In a study of patients who were operated from 1995 through 2005, no statistically significant difference in implant survival rate was seen between total prostheses and hemiprostheses (Farng et al. 2011). The 5-year implant survival for both TPs and HPs was around 93% in that study, closely resembling the values in our study (94% for HPs and 92% for ATPs) (Table 4). Furthermore, the 5-year survival of ATPs during our last study period (95%) compares well with that reported by Singh et al. (2011), although their 10-year estimate (90%) was better than the overall 10-year survival in our study (87%) (Table 4).

Destruction of the glenohumeral joint is often accompanied by rotator cuff damage in patients with RA. In such patients, the insertion of ATPs or HPs is often followed by secondary rotator cuff failure and subsequent proximal humeral migration (Sneppen et al. 1996, Stewart and Kelly 1997, Betts et al. 2009). Thus, in these patients, ATPs have not been shown to give better functional results than hemiprostheses (Trail and Nuttall 2002, Sperling et al. 2007). However, good results with the use of RTPs have been demonstrated in RA patients (Holcomb et al. 2010, John et al. 2010, Ekelund and Nyberg 2011, Young et al. 2011) and we recently found that reversed prostheses resulted in less pain and better function than anatomic total prostheses and hemiprostheses in RA patients (Fevang et al. 2013). In accordance with these publications, we found a marked increase in the use of RTPs in patients with RA in the present study.

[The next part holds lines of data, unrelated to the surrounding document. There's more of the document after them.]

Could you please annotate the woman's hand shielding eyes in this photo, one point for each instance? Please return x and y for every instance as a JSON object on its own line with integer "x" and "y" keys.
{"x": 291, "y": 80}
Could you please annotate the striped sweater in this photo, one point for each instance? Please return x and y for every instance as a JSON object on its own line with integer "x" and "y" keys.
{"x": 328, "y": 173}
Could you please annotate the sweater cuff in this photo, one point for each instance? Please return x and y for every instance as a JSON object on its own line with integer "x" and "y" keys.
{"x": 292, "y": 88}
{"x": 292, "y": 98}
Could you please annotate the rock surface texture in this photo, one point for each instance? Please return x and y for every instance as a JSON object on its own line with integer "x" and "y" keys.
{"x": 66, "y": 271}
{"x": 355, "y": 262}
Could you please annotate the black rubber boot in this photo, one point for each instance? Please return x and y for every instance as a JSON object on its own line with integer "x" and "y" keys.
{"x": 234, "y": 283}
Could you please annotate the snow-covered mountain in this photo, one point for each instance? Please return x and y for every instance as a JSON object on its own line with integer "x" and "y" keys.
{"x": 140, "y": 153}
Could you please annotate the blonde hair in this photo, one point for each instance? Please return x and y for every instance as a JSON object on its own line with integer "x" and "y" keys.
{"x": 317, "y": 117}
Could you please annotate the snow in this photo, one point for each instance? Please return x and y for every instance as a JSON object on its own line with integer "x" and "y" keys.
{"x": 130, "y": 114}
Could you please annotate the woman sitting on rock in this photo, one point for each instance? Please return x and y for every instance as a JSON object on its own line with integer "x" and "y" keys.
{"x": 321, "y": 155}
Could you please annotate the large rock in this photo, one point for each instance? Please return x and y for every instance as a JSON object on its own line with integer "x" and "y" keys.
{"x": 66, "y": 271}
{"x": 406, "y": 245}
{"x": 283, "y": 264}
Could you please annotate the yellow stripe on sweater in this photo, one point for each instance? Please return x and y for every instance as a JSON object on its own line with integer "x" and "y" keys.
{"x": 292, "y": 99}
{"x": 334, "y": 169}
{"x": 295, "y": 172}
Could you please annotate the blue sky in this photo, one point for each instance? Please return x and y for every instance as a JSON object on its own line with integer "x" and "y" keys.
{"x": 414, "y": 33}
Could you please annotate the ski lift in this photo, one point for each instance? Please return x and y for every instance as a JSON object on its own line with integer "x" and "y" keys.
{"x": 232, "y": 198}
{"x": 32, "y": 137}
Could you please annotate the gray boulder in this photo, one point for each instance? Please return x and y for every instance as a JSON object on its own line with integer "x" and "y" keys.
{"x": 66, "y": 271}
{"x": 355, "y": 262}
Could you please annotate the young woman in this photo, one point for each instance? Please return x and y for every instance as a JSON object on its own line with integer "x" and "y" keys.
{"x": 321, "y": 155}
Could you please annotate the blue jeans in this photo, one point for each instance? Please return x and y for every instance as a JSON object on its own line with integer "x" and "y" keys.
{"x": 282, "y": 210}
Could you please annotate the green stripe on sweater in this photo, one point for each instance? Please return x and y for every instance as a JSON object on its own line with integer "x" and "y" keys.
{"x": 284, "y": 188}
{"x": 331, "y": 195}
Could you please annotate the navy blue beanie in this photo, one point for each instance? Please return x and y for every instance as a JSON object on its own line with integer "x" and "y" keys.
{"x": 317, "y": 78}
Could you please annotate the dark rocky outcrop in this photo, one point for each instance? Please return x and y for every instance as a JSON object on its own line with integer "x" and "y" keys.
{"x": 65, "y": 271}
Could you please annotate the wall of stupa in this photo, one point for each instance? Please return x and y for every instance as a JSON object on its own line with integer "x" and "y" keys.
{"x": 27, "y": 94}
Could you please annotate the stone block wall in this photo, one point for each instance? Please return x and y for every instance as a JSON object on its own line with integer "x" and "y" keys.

The implant failure rate was somewhat higher for RTPs than for HPs in the first and last study periods (Table 5). One reason for the higher failure rate with RTPs may be that they might have been selected for patients with shoulders that were particularly badly damaged. Adjusting for diagnosis in the regression analysis may only control for this to some extent, as these prostheses are used in patients with injured rotator cuffs, irrespective of diagnosis. Even among patients with OA an increasing use of RTPs was seen, probably comprising OA patients with particularly ruined shoulders. Rotator cuff disease has previously been shown to be a risk factor for revision after total shoulder arthroplasty (Singh et al. 2011). In addition, RTPs inserted in our last study period had excellent 5-year results, particularly the Delta Xtend, but as RTPs have previously had inferior long-term results, these new prosthesis types must be followed up further. Taking into account the probably worse preoperative status of RTP shoulders and the good functional results, there appears to be good reasons to continue the use of RTPs in the right patients—mainly RA and FS patients with rotator cuff damage—in whom good functional results using RTP have been demonstrated (Fevang et al. 2013).

Failure rates for resurfacing prostheses appeared to be higher in the last study period (Figure 2), and compared to HPs the difference in revision risk increased (RR = 2.4 for RPs vs. HPs in the last study period). Although 48 patients had an RP inserted in the last study period, the year-by-year figure shows a fall in the use of these prostheses after 2006 (Figure 1). One explanation for the worsening of results for this prosthesis type may therefore be decreasing volume per surgeon as other and better prosthesis types are increasingly preferred.

The results for hemiprostheses in terms of implant survival were good during the whole study period. Even so, inferior results for pain and function have been demonstrated in patients with HPs, and the high rate of revisions due to pain shown in this study reflects the same problem. With the improved implant survival of ATPs shown in the last 7-year period, we expect that the use of HPs will continue to fall and that more ATPs will be used.